Until now, few studies have focused on the effect of standard DBT - including a network module - on the transaction between individuals with BPD and their network members. While a limited number of studies has shown that residential DBT influences attachment style changes in BPD patients (38), this current study is the first to investigate the added value of the DBT family training with patients and network members on perceived criticism towards each other. In this pilot study, the DBT network training was part of a residential DBT program. Because of the residential character of the program, a network training could help to directly change contingencies since new learned behaviour could easily be incorporated in everyday life. We believe that the combination of analysis, practice and role play to demonstrate learned behaviour, will ultimately change the interaction between network members and result in different perspective taking.
The network training took place every two weeks and was based upon the DBT skills manual.

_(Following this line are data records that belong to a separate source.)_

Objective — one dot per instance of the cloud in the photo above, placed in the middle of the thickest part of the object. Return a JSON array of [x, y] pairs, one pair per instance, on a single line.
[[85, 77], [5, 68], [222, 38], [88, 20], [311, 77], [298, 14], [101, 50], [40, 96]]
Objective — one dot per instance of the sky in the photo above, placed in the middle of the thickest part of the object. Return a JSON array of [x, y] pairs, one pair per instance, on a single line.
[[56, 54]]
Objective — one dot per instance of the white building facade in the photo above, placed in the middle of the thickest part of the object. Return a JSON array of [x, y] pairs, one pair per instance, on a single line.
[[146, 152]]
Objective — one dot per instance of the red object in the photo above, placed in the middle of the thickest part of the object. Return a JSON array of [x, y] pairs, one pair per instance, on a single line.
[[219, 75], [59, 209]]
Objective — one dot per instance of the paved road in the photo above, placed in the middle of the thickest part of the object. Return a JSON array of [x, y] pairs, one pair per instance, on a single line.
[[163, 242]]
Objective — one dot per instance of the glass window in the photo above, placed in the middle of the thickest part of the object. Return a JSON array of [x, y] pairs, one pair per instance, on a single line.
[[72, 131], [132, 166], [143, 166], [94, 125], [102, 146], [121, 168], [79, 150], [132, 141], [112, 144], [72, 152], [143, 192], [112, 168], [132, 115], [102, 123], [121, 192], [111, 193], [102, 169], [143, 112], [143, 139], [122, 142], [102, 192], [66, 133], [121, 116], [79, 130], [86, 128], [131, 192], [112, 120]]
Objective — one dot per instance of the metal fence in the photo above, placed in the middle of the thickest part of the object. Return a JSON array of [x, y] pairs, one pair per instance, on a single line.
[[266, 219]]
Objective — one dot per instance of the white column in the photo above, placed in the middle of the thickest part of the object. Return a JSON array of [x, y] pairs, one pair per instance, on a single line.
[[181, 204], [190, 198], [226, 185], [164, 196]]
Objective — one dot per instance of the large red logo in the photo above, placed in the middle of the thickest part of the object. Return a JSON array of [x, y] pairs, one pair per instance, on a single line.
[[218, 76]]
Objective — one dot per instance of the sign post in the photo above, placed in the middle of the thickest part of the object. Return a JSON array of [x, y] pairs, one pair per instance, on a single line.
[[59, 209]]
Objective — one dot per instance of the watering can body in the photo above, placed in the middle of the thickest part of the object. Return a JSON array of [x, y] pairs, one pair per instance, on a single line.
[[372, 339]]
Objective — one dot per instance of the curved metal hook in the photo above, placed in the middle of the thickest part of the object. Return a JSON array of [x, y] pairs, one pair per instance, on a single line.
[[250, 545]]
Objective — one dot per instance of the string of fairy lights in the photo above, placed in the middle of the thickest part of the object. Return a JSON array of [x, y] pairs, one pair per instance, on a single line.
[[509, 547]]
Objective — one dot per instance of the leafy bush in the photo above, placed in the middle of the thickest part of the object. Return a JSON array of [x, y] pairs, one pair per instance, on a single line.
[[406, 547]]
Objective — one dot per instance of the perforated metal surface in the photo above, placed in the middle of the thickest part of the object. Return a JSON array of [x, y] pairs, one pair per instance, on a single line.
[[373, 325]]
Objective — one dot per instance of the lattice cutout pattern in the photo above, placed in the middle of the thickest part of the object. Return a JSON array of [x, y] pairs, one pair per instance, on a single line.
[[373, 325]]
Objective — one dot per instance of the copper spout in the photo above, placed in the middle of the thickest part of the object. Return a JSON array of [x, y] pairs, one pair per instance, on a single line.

Family members, partners and other important relatives and/or friends of the patients who participated in this residential DBT program received the DBT network training. The total training consisted of eight sessions in which patients and their family/friends (8) studied the DBT theory and learned to apply the DBT skills together.
To assess changes in interpersonal judgment, we measured perceived criticism before and after the family network training. It was hypothesized that after following the DBT network training patients and their family would be less critical of each other.